As much as I Practice Ifa, I’ve never considered myself Yoruba. I’ve never validated anything by if it was Yoruba or not. Why? Because Yoruba is an ethnic group consisting of over 300 sub ethnic groups, each with their own practices…I was not born nor married into any of them. I was married to an Igbo man for a time. Still, I don’t refer to myself as Igbo. The same goes for not referring to myself as Lucumi. A term that came from Cuban lineages and the branch that emerged from them. I was born African American. My culture is African American. My ancestry , like most African Americans expands the continent by DNA through west Africa and the South Central Congo. That background opens me up to ancestors from multiple lineages. It’s one reason I read bones and do Dafa. To ask people to deny one group for another is no different than forcing a colonial view on religion. Colonialist disrespected any practice or religion but their own. They used fear and harassment to force Christianity. They killed and hung heretics and those who dared go against the establishment or to pray to God directly rather than through a priest. To do it with lineage is the same concept…and will produce the same results.

It is for this reason, I focus on embracing the whole of the tradition…the roots and the branches. I may not practice all of the variances. I practice mostly African Isese because that is what most of my training consist of.
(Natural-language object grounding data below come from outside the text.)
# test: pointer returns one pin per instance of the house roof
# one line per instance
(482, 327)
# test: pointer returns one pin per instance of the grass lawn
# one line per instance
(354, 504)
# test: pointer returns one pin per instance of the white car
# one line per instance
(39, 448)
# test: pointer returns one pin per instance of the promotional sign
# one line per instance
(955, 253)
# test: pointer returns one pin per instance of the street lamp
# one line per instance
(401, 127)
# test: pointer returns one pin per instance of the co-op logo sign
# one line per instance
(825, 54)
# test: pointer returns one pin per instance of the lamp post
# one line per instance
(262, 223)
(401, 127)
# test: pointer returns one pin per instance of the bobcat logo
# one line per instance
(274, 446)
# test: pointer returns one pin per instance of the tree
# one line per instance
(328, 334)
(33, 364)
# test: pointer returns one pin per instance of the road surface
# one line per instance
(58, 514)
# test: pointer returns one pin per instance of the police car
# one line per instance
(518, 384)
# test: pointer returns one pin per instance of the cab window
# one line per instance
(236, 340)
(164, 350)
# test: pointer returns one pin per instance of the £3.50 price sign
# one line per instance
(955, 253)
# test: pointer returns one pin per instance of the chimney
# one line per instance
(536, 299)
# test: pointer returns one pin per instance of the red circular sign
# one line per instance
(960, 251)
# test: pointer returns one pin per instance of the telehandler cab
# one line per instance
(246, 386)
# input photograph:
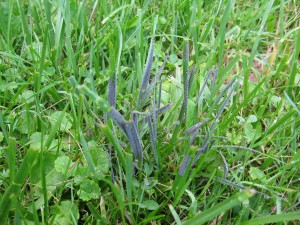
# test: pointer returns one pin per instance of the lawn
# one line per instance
(149, 112)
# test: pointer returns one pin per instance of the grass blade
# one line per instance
(223, 206)
(279, 218)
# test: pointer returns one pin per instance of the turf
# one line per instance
(149, 112)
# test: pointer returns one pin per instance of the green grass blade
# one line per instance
(223, 206)
(279, 218)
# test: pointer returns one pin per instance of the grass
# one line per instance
(149, 112)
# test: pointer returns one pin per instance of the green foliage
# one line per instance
(140, 112)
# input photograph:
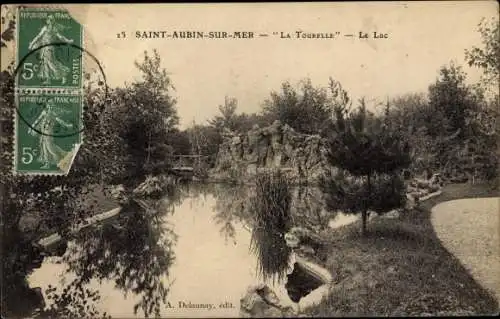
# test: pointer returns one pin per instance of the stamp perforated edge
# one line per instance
(15, 116)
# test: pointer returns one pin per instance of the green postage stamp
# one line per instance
(49, 91)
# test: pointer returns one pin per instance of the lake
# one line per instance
(192, 254)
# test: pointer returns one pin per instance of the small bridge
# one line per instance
(186, 163)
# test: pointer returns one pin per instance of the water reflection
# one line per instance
(136, 251)
(199, 244)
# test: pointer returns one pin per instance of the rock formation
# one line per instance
(276, 146)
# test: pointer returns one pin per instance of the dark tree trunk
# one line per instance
(367, 200)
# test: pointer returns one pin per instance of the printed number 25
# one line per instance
(27, 155)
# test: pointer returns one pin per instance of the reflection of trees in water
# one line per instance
(231, 206)
(135, 251)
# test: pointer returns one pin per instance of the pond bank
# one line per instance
(401, 268)
(468, 228)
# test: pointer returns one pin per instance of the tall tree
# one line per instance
(487, 57)
(370, 155)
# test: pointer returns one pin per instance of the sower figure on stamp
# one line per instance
(50, 152)
(50, 68)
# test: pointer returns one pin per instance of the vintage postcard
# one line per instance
(249, 159)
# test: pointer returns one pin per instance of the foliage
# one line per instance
(272, 200)
(271, 208)
(135, 252)
(306, 109)
(370, 154)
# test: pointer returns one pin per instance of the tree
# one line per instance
(306, 109)
(487, 57)
(147, 111)
(370, 155)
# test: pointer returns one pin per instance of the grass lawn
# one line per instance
(401, 268)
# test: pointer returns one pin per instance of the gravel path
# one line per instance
(469, 228)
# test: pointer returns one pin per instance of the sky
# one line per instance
(422, 37)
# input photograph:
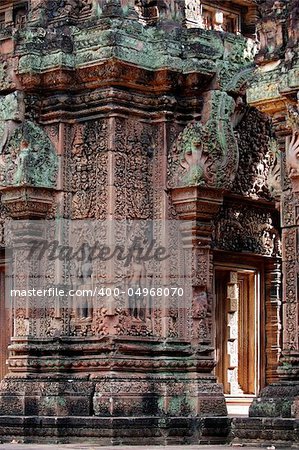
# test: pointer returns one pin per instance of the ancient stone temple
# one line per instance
(149, 115)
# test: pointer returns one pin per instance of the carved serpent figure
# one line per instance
(293, 155)
(209, 150)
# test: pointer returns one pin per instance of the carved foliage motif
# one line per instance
(87, 170)
(208, 152)
(28, 158)
(259, 166)
(133, 169)
(246, 229)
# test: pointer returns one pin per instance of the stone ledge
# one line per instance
(117, 431)
(265, 431)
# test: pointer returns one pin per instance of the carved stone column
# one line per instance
(279, 399)
(196, 207)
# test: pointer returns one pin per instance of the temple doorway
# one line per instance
(237, 336)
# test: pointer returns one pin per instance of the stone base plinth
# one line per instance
(265, 432)
(277, 400)
(115, 431)
(113, 408)
(112, 395)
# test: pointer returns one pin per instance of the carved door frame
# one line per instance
(241, 263)
(5, 317)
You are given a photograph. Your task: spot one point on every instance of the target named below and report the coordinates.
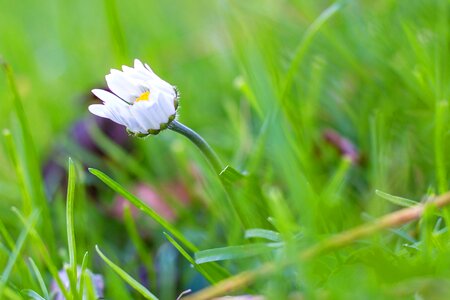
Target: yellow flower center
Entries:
(143, 97)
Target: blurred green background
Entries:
(264, 82)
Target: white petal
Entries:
(166, 104)
(141, 111)
(138, 64)
(149, 69)
(108, 97)
(99, 110)
(122, 86)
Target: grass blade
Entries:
(39, 278)
(233, 252)
(72, 270)
(125, 276)
(17, 250)
(263, 234)
(143, 207)
(400, 201)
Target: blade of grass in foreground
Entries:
(125, 276)
(334, 242)
(39, 278)
(30, 161)
(39, 244)
(143, 207)
(17, 250)
(72, 270)
(212, 272)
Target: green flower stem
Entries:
(213, 159)
(206, 149)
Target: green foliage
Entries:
(326, 114)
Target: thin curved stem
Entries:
(206, 149)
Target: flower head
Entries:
(140, 100)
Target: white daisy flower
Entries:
(140, 100)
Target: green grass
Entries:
(263, 82)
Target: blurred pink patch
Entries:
(342, 144)
(150, 196)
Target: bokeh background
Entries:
(321, 102)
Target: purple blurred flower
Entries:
(342, 144)
(80, 134)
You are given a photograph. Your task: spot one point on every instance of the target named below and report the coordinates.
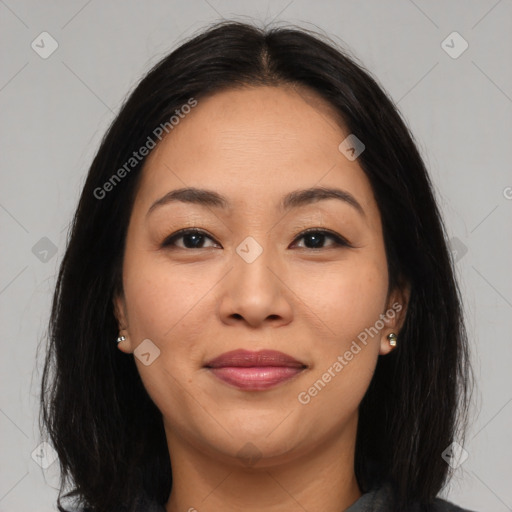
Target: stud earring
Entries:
(392, 339)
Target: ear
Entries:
(394, 316)
(119, 304)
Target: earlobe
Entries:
(123, 340)
(394, 318)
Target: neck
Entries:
(321, 478)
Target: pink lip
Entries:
(255, 371)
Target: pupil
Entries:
(318, 237)
(196, 236)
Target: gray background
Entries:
(55, 110)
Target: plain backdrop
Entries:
(55, 109)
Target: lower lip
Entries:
(255, 378)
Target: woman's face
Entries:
(252, 281)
But I acknowledge them as valid and ancestral just the same. I acknowledge that Isese refers to one’s progenitors and as an African American my progenitors extends beyond one ethnic group. Being in the diaspora, I also appreciate how things have evolved and emerged based on diaspora needs and experiences. The ancestors did not stop when they left Africa. In fact, special ancestors were chartered with the task of helping it survive in a new world. Some were tasked with returning back home when the time came. Some were tasked with the job of synthesizing the old and for new world and new generation.
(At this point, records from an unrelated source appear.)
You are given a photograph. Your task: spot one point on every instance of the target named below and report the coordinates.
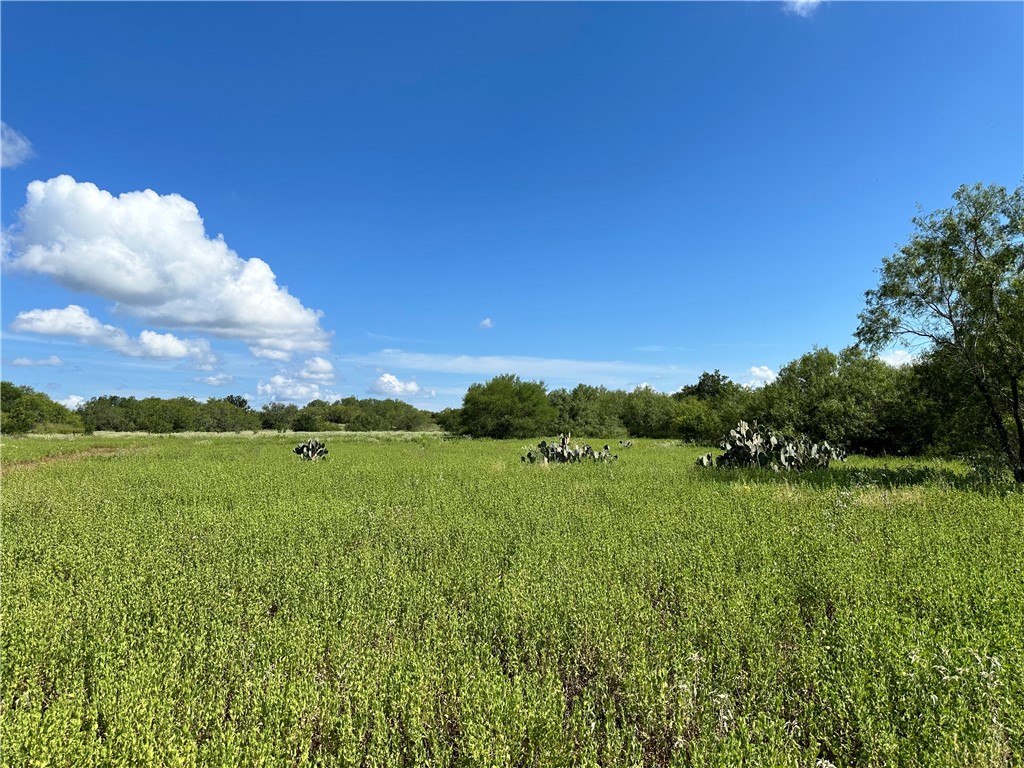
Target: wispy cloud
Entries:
(289, 389)
(75, 322)
(14, 148)
(151, 254)
(758, 376)
(72, 401)
(29, 361)
(392, 386)
(318, 370)
(530, 368)
(802, 7)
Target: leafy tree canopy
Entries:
(958, 286)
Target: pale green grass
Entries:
(213, 600)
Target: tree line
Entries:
(848, 397)
(956, 289)
(24, 410)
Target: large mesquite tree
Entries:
(958, 287)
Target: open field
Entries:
(211, 600)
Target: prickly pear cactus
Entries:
(562, 453)
(310, 451)
(748, 445)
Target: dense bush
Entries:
(25, 410)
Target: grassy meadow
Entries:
(212, 600)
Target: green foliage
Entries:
(563, 453)
(750, 445)
(506, 407)
(647, 413)
(25, 410)
(450, 420)
(589, 411)
(279, 416)
(958, 287)
(707, 410)
(213, 601)
(307, 421)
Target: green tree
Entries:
(506, 407)
(25, 410)
(958, 286)
(238, 400)
(595, 412)
(279, 416)
(647, 413)
(221, 416)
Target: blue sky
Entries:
(324, 200)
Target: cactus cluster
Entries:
(751, 445)
(310, 450)
(562, 453)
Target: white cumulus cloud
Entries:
(802, 7)
(289, 389)
(759, 376)
(29, 361)
(75, 321)
(318, 370)
(390, 385)
(217, 380)
(151, 254)
(14, 148)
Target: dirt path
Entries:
(54, 458)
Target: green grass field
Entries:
(212, 600)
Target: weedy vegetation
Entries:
(215, 600)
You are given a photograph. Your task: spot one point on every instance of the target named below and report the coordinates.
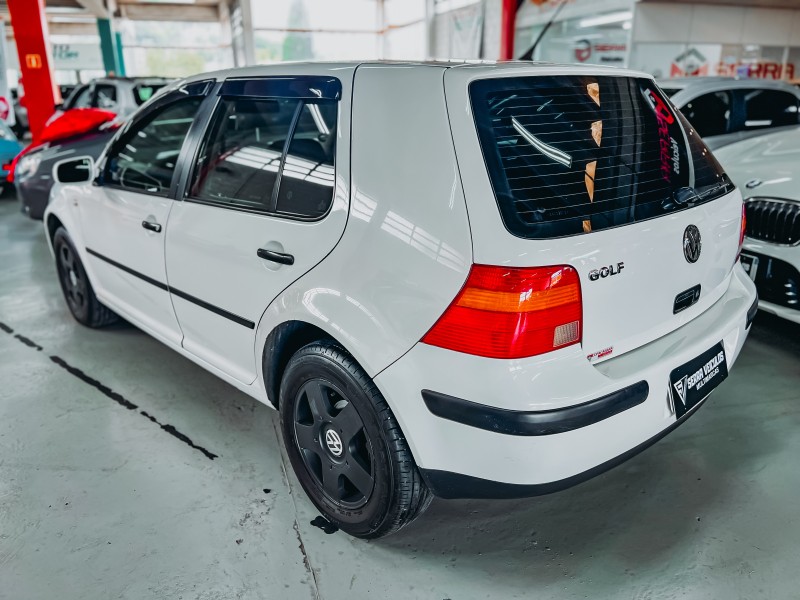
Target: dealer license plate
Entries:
(693, 381)
(749, 264)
It is here that I find pause.. Religion vs tradition. Religion is a system of worship based on a specific doctrine and common values. It finds itself creating structures and organized systems to practice and control those who practice. Tradition is the transmissions of customs or beliefs from one generation to another. Isese is tradition…because of its emphasis on ancestral customs, not necessarily religion. All diaspora traditions are Isese too. It’s based on family and the ways of our ancestors…and what worked. So when we find those who try to force it as a religion, it gets placed into a box of right and wrong, them or us, and the judgment that comes with the right way based based on what we were taught vs someone else. This is the basis of fundamentalism and strict literal guidelines for practice. Then people begin to think that one branch has more rights or authority over another when all came from the roots and even the roots are spread out.
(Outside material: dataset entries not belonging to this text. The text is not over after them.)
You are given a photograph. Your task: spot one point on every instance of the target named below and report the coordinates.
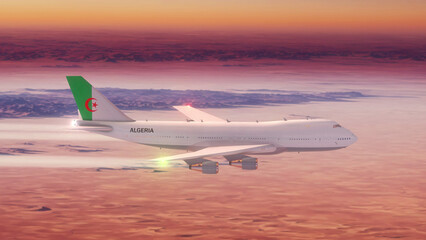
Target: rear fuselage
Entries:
(291, 135)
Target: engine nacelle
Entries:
(246, 163)
(206, 167)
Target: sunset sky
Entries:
(393, 16)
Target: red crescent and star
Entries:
(94, 105)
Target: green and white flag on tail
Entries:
(91, 104)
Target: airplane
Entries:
(204, 135)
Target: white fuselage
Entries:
(291, 135)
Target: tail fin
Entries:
(91, 104)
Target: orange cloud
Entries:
(329, 15)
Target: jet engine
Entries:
(243, 162)
(203, 165)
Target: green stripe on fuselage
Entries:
(82, 90)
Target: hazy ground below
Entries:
(375, 189)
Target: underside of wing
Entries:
(197, 115)
(221, 151)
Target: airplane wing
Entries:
(223, 150)
(197, 115)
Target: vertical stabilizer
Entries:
(91, 104)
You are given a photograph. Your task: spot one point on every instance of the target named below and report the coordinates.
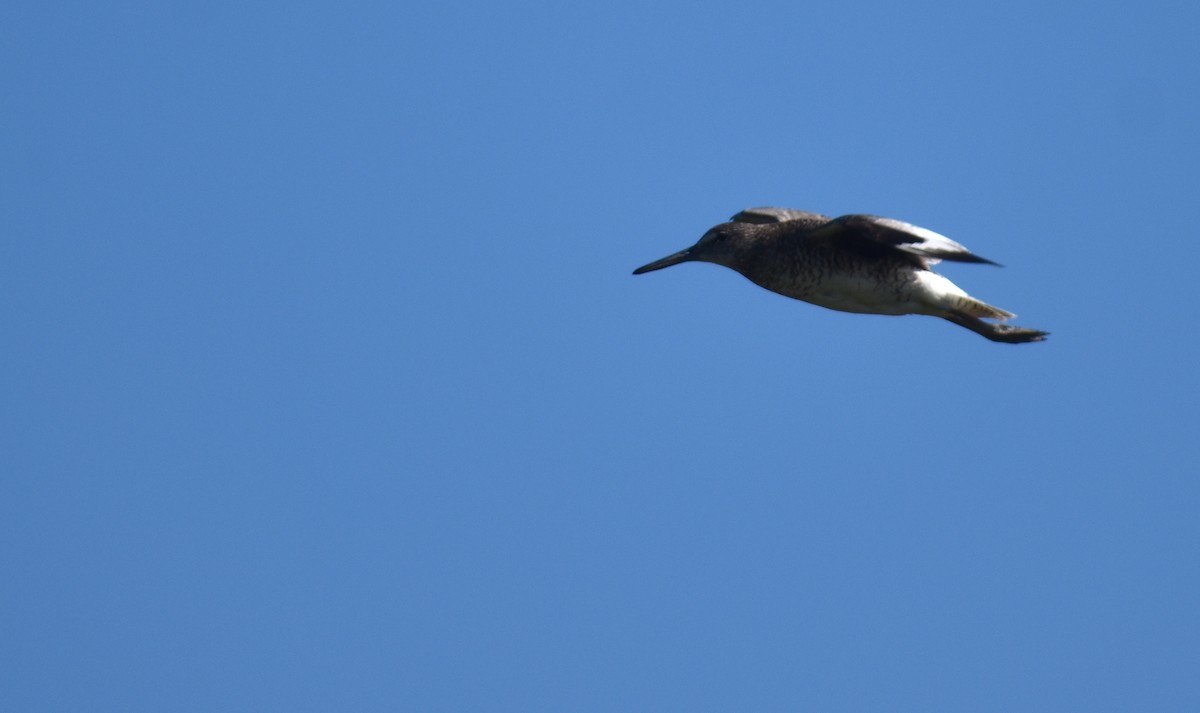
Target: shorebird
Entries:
(855, 263)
One thing I’ve learned is this tradition , if you work it from a self development perspective is about finding balance and wholeness. That is the opposite of extremism. It’s also not full carte blanch to do whatever you want because some boundaries are there to support growth just as a child needs discipline…and love to be healthy. So balance means learning discipline, but showing love.


  1. Sylvia jones

    You are doing great work, love your ability to walk a middle path while still engaging in educating. Thank you, I am a Black Female retired civil service Social Worker, have worked with the I Ching for guidance many years… also followed Esu as best I can along side of Hermès, Thoth. Love your wisdom and knowledge!

  2. DeShaunda Lorraine

    Thank you so much for such a thoughtful post. I was born and raised Roman Catholic (and officially left the church decades ago), but – even as a child – the spiritual traditions I embraced (reverence for the natural world, singing and dancing, communication with the Spirit world, altar making) were of this beautiful tree – without regard to my religion. So grateful for your willingness to share the legacy of light and wisdom you have been entrusted with by the ancestors. And for reminding us that the rich spiritual traditions which connect as Africans (no matter where we live) are encoded in the ancestral memories passed on to us through our DNA. Peace and blessings!